Sake içerken sakin olmanız gerekiyor
Tokyo’ya gelince, 20 milyonu geçen nüfusuyla son yıllarda Mexico City ile “dünyanın en büyük şehri“ yarışına giren bu kent ne yazık ki savaşta tamamen yıkıldığı için imparatorluk sarayı dışındaki tarihi yerlerini kaybetmiş. Akasuka mabedinin çevresindeki daracık sokaklardaki küçük lokantalar bira ve sake eşliğinde başta küçük tavuk sişleri olan Yakitori emek için ideal. Japon biraları iyi, özellikle Kirin Ichi-Ban bir öğlen yemeğine harika eşlik ediyor. Sake’ye gelince, bizim buralardaki uzak doğu restoranlarında da bulunmaya başlanan sake harika bir içki. Pirinçten yapılıyor ve genellikle ılık ile sıcak arası içiliyor ve aynı bizim rakı sofrasında olduğu gibi içilirken uyulması gereken yazılmamış kuralları bulunuyor.Sake çok lezzetli olduğu kadar içimi de birçok geleneği kapsadığı için çok zevklidir. Sake içerken sakin olmalısınız. Japonlar bildiğiniz gibi çok kızgın oldukları zamanlar dışında çok sakinlerdir. Sake genellikle yemeklerde içilir ve sake servisi tokkuri’ler ile yapılır. Herkese kendi tokkuri’si verilir. Bu küçük sürahiler sakeyi sıcak tutmaya yararlar. Geleneklere göre kendi seramik kadehinize, yani sakazuki’nize sake koymanız ayıptır. Masadakilere dostluk gösterip onların sakazuki’lerine sake koymanız halinde onlar da bu çabanızı takdir edip sizin sakazuki’nize sake koyarlar. Sake içerken özellikle dikkat edilmesi gereken husus içimi çok rahat ve keyifli olduğu için sarhoşluğunun da çok kolay olmasıdır.

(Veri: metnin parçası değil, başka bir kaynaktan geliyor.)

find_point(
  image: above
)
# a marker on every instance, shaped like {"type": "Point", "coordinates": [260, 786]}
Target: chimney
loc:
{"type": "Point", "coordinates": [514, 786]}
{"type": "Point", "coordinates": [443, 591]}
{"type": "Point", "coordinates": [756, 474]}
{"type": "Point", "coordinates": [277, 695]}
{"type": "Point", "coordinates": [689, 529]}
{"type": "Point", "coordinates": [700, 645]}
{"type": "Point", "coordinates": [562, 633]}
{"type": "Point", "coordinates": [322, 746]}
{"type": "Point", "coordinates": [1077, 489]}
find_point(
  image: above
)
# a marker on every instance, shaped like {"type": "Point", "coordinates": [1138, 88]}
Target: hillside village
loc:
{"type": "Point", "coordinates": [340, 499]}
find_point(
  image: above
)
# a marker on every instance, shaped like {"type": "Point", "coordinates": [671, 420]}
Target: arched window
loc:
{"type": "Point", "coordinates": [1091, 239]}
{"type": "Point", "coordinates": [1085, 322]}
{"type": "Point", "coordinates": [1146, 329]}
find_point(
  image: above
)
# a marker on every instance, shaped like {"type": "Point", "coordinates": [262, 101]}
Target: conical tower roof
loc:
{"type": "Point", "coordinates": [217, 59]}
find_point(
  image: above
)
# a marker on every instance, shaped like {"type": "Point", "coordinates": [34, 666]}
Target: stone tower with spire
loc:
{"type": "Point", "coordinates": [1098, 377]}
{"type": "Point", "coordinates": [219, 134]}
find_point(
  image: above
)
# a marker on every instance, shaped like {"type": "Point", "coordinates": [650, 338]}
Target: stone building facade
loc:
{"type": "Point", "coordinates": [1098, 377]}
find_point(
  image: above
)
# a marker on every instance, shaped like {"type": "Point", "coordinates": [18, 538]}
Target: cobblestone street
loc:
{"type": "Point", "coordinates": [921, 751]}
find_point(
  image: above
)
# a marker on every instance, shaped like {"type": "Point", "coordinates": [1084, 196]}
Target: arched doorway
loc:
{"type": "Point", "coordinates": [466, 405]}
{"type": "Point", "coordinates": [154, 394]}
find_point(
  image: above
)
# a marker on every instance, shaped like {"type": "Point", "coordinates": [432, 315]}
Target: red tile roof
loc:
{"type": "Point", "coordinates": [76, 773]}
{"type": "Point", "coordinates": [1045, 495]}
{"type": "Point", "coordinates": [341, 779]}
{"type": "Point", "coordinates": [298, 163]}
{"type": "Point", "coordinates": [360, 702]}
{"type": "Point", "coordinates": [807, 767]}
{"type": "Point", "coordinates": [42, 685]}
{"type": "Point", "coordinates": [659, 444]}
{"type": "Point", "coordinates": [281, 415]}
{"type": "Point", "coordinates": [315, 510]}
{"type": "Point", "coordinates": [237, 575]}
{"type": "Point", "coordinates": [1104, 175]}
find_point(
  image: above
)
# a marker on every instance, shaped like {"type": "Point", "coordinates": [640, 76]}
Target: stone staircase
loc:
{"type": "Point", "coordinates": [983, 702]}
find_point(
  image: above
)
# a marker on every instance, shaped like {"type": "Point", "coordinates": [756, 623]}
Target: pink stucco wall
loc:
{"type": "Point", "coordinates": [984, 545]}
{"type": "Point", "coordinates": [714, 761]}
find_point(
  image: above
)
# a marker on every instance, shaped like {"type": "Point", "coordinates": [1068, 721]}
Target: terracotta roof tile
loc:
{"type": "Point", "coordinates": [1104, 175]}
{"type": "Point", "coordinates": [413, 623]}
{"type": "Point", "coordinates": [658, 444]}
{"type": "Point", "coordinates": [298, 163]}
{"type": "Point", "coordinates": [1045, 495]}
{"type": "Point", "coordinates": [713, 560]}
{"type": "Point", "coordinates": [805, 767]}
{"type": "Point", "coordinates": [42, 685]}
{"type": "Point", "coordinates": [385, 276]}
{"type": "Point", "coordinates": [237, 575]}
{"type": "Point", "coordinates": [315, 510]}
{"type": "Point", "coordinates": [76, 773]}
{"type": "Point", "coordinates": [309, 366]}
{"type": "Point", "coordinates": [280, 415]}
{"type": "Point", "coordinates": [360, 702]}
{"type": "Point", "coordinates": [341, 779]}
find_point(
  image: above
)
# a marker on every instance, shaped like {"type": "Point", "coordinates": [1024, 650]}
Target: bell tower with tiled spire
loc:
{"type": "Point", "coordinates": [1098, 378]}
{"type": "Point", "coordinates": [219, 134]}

En büyük balık hali Tsukiji’yi görmeden dönmeyin
Yemeklere gelince, Tokyo’da her türlü mutfağı emsil eden binlerce restoran var. Ama oraya kadar gitmişken İsviçreliler’in fondüsü gibi masanın ortasında pişen Sukiyaki veya Shabu Shabu yemeden katiyen olmaz. Bir de çok usta şeflerin et kesme ve pişirme sanatlarını masanızda icra ettikleri Teppanyaki’ler var ki işte yemeğin hem göze hem de damağa hita ettikleri yerler onlar. Bizim gittiğimiz Ginza’daki Corza, muhteşem Kobe steak’i ile harika idi. Etten balığa geçecek olursak, Tokyo balık hali dünyanın en büyük balık hali ve kesinlikle sabahın erken saatlerinde kalkmanızı gerektirecek olsa bile görülmeye değer. Tsukiji’de günde 2 bin ton balık satılıyor. Sabahın ilk ışıklarıyla yapılan dev orkinozların açık arttırması ise muhteşem, ne yazık ki ziyaretçi turist sayısı çalışanlara mani olunmasın diye sınırlı tutuluyor... Dönüş yolculuğuna gelince, Narita havalimanında gittiğimiz Japon ANA havayollarının iddialı lounge’u doğrusu THY’nin Atatürk havalimanındaki yeni CIP lounge’undan sonra pek bir şey ifade etmedi. Tokyo-İstanbul uçuşu 10 saat kadar sürüyor. Skytrax tarafından geçen sene “dünyanın en iyi premium ekonomi koltuğu” seçilen yeni Comfort Class koltukları, business class rahatlığına yakın bir rahatlığı ekonomiye yakın bir fiyat ile sunduğu için özellikle uzun uçuşlarda tercih edilebilir. 8 günde dünyanın etrafını döndükten sonra uçağımız İstanbul’a inişe geçtiğinde Türk kahvelerimizi yudumlayarak yorgunluğumuzu gidermeye çalışıyorduk, ama arka arkaya yediğimiz jet-lag’lerin tesiri oldukça uzun süreceğe benziyordu. Belki de bir gezginin dediği gibi sahiden “Bazen tatile en çok ihtiyacı olan kişi tatilden yeni dönmüş olandır.”